Rembrandt, dans le "Boeuf écorché" signifiait aussi le même regard.La représentation participe de l’acte de symbolisation propre à notre espèce. Hirst, bien de son temps, dit le contraire : ceci est un veau,des mouches, un squelette etc. Un reproche, dans cette démarche : manquent les odeurs - aussi putréfiées que possible -, le cri du cochon qu’on égorge - aussi déchirant que possible etc. Dans cette mesure/démesure, Hirst reste fade. On peut être très déçu.
On attend une autre "intervention" : l’équarissage d’un veau-vivant- en direct, devant un parterre de milliardaires libéraux. Le prix des places permettant d’envoyer du riz à quelques petits Ethiopiens ( à moins de les nourrir sur place ou, mieux, de les exposer en durée réelle passant de l’extrême maigreur à une taille normale pendant qu’on équarrit, régulièrement, à côté des veaux bien vifs et meuglant.)Je suggère au charlatan de foire dit Hirst un abonnement, extrêmement cher, à des milliardaires triés sur volet des euros ou des dollars volés. Aux éleveurs maliens de coton, aux contribuables et salariés occidentaux, aux épargnants, aux petits retraités, aux délocalisés, aux jeunes au chômage, aux Américains sans toit ni couverture sociale etc., etc.
Autrement dit, Hirst doit son succès à son grand art de la courtisanerie,de la "lèche" disait-on, autrefois dans les écoles. Il ne s’agit plus de "penser" ( My God ! shoking ! seriez-vous "communist" ? )mais de SIDERER. De plonger l’ancien SUJET, l’humaniste ringard, dans l’hébétude pré-onsciente. De plonger tout cerveau dans le formol. Et de l’y voir, à terme, se décomposer.
Allégorie du cher, très cher, très onéreux, dispendieux, capitalisme financier contemporain dont on mesure, enfin, la démesure, la folie, l’"hybris" : un monde à VENDRE n’existe plus. Il n’est plus symbolisable, il n’y a plus ce léger et fragile - et donc si précieux - DECALAGE entre les choses et soi, les autres et soi, cette DISTANCE ou cet INTERVALLE mettant du mystère et provoquant le DESIR de l’échange et de la quête : les choses, et soi-même, sont là, inertes. Formolisées. Non plus formalisées. Mises en cuves, en containers, identiques, sérialisées : l’homme est de trop. Comme pour Staline ( étrange avatar, à première vue, mais pas surprenant si l’on réfléchit ), le problème c’est l’HOMME. Que faire de ce résidu irréductible, jamais ADAPTE, qui, au lieu - l’enfoiré, l’enquiquineur - de plonger le nez dans les entrailles des bisons, de se barbouiller de son sang ou de sa merde, le REPRESENTE sur les parois des grottes, de Lascaux ou d’ailleurs. Fonction symbolique : "ceci n’est pas un bison". Et c’est parti : on parle, on chante, on invente des récits, des dieux, on se masque, etc.
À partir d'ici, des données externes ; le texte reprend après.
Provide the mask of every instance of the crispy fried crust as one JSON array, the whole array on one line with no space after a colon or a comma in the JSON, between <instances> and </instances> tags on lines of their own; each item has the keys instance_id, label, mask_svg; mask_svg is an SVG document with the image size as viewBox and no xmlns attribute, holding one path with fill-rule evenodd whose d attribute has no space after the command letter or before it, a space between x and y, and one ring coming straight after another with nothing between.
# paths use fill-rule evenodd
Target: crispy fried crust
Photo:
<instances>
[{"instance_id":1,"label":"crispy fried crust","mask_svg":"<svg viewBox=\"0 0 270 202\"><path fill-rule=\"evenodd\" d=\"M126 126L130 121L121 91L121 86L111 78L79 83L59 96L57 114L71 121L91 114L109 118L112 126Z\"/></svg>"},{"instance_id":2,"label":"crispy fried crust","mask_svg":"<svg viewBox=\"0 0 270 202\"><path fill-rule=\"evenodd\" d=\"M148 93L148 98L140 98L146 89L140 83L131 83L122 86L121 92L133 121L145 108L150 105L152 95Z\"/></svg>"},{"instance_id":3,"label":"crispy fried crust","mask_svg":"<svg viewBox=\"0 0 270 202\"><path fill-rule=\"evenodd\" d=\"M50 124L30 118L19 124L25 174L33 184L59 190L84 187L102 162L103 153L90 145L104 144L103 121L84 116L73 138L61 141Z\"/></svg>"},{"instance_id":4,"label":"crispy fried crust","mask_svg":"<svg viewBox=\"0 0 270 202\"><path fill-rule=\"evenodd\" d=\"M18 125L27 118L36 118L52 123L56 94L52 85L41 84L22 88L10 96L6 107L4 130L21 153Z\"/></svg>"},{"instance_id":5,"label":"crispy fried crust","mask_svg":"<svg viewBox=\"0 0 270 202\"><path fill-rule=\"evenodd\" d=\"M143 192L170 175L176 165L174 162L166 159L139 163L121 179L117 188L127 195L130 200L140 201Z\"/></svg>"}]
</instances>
Hirst a compris où était le POUVOIR qui le lui rend bien, qui le paie bien pour le service rendu. Le geste de Duchamps tenait sa valeur de son caractère PROVISOIRE. Les contestations les plus courtes sont les meilleures. Sinon on tombe dans un nouvel académisme. Un académisme pire encore que les autres puisque, au moins, il ne prétendait pas être autre chose qu’une représentation complaisante et apprivoisée des choses. Celui-ci, la Hirstmania, veut choquer alors qu’il est exactement dans l’esprit du temps, qu’il va au-devant, comme savent le faire tous les courtisans, des désirs du Maître. Bref, comme on disait autrefois, Hirst est un lèche-cul. On attend la cuve au formol où il se représentera lui-même dans cette posture.